A pointer to the state object to persist.
Returns:
error - An error if marshaling, writing, or syncing fails
Behavior:
- The existing file content is completely replaced
- Data is marshaled to JSON before writing
- Changes are flushed to disk with
fsync for durability
- The operation is atomic from the perspective of other processes (due to the lock)
Example:
appState := &AppState{
LastRun: time.Now(),
UserCount: 42,
}
if err := stateFile.Save(appState); err != nil {
log.Fatalf("failed to save state: %v", err)
}
Close
func (f *File[T]) Close() error
Close releases the exclusive lock and closes the file.
Returns:
error - An error if closing the file fails
Behavior:
- The file lock is released before closing
- Should always be called when done with the state file (typically with
defer)
- After closing, the File handle cannot be used
Example:
stateFile, err := state.Open[AppState]("./data/app.state")
if err != nil {
log.Fatal(err)
}
defer stateFile.Close() // Ensure lock is released
// ... use stateFile ...
Complete Example
package main
import (
"log"
"time"
"github.com/aarock1234/go-template/pkg/state"
)
type AppState struct {
StartTime time.Time `json:"start_time"`
RunCount int `json:"run_count"`
LastError string `json:"last_error,omitempty"`
}
func main() {
// Open the state file with exclusive lock
stateFile, err := state.Open[AppState]("./app.state")
if err != nil {
log.Fatalf("failed to open state file: %v", err)
}
defer stateFile.Close()
// Load existing state or initialize new state
appState, err := stateFile.Load()
if err != nil {
log.Fatalf("failed to load state: %v", err)
}
if appState == nil {
log.Println("First run - initializing state")
appState = &AppState{
StartTime: time.Now(),
RunCount: 0,
}
}
// Update state
appState.RunCount++
log.Printf("Run #%d (started at %v)\n", appState.RunCount, appState.StartTime)
// Perform some work...
if err := doWork(); err != nil {
appState.LastError = err.Error()
} else {
appState.LastError = ""
}
// Save updated state
if err := stateFile.Save(appState); err != nil {
log.Fatalf("failed to save state: %v", err)
}
}
func doWork() error {
// Simulate some work
time.Sleep(100 * time.Millisecond)
return nil
}
The package provides cross-platform file locking:
- Unix/Linux/macOS: Uses
flock system call with LOCK_EX | LOCK_NB flags
- Windows: Uses
LockFileEx with LOCKFILE_EXCLUSIVE_LOCK | LOCKFILE_FAIL_IMMEDIATELY flags
The locking mechanism is non-blocking on all platforms, meaning Open() will fail immediately if another process holds the lock.
Error Handling
All errors are wrapped with descriptive context using fmt.Errorf.
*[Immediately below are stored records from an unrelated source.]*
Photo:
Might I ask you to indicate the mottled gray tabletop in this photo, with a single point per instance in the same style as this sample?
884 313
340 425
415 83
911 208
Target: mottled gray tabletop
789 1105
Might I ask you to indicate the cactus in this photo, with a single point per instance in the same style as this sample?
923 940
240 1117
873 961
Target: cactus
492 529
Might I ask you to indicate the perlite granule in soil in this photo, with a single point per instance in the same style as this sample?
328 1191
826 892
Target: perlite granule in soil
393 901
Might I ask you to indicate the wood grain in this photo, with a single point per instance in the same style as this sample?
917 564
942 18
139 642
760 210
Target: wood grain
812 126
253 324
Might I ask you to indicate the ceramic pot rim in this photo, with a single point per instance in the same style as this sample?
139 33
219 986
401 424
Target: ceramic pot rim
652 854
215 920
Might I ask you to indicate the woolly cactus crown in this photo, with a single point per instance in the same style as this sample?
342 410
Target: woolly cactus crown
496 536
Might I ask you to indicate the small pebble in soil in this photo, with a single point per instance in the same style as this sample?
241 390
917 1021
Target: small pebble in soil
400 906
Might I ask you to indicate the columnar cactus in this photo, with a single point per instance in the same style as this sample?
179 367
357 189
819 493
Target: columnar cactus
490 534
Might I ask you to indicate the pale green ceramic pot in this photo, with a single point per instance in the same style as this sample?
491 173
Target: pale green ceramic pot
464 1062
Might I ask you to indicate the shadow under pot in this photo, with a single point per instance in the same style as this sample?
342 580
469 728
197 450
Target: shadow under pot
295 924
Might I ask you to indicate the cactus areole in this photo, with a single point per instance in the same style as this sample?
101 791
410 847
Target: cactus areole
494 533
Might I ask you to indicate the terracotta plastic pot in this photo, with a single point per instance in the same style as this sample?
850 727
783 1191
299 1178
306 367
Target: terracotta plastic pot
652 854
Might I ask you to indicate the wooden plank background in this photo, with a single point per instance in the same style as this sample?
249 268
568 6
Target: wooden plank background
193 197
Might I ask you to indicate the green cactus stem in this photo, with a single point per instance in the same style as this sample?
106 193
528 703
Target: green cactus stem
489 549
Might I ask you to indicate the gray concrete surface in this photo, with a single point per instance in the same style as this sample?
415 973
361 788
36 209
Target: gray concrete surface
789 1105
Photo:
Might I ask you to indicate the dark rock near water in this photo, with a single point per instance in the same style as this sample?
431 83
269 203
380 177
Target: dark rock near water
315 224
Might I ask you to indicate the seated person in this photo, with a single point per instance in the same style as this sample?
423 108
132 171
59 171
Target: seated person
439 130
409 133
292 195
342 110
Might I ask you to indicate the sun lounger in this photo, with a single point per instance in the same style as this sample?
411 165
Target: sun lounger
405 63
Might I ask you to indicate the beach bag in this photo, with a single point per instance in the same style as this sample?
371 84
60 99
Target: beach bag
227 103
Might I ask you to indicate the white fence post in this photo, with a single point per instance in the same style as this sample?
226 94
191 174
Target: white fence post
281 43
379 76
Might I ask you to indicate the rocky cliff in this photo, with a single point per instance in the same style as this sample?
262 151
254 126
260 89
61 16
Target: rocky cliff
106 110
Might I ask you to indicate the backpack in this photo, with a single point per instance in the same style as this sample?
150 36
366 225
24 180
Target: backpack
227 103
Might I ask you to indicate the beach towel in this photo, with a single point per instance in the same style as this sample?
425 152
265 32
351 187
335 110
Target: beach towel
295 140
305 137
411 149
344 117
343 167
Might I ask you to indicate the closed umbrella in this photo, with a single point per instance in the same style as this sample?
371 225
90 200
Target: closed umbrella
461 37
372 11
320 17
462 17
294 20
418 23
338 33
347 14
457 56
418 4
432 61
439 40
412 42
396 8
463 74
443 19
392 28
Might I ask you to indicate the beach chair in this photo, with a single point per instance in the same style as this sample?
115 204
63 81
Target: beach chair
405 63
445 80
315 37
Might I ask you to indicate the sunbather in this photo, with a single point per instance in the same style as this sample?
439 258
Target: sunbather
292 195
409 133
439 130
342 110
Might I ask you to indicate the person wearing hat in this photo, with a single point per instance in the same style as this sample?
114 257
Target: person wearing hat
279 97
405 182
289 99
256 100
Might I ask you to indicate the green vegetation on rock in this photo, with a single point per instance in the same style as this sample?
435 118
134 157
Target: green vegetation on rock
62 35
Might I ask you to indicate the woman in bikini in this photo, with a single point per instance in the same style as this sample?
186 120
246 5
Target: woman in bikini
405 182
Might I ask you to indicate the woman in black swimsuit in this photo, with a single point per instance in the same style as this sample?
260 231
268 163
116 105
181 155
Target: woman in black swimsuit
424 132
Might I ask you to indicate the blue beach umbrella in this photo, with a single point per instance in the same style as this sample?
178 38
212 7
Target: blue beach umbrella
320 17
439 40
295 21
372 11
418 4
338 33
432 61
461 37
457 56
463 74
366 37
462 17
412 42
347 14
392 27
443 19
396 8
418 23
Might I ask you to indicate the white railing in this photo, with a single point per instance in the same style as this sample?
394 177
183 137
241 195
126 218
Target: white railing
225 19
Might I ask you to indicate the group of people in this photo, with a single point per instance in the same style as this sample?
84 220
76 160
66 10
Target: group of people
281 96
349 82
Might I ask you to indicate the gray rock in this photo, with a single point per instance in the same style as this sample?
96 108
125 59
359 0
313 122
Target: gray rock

Common error scenarios:
- Open fails: File permissions issue, lock held by another process
- Load fails: Corrupted JSON data, I/O error
- Save fails: Disk full, JSON marshaling error, I/O error
- Close fails: I/O error (rare)
Thread Safety
A single File[T] instance is not thread-safe. If multiple goroutines need to access the state, you must coordinate access with a mutex or channel. However, the file-level lock protects against access from different processes.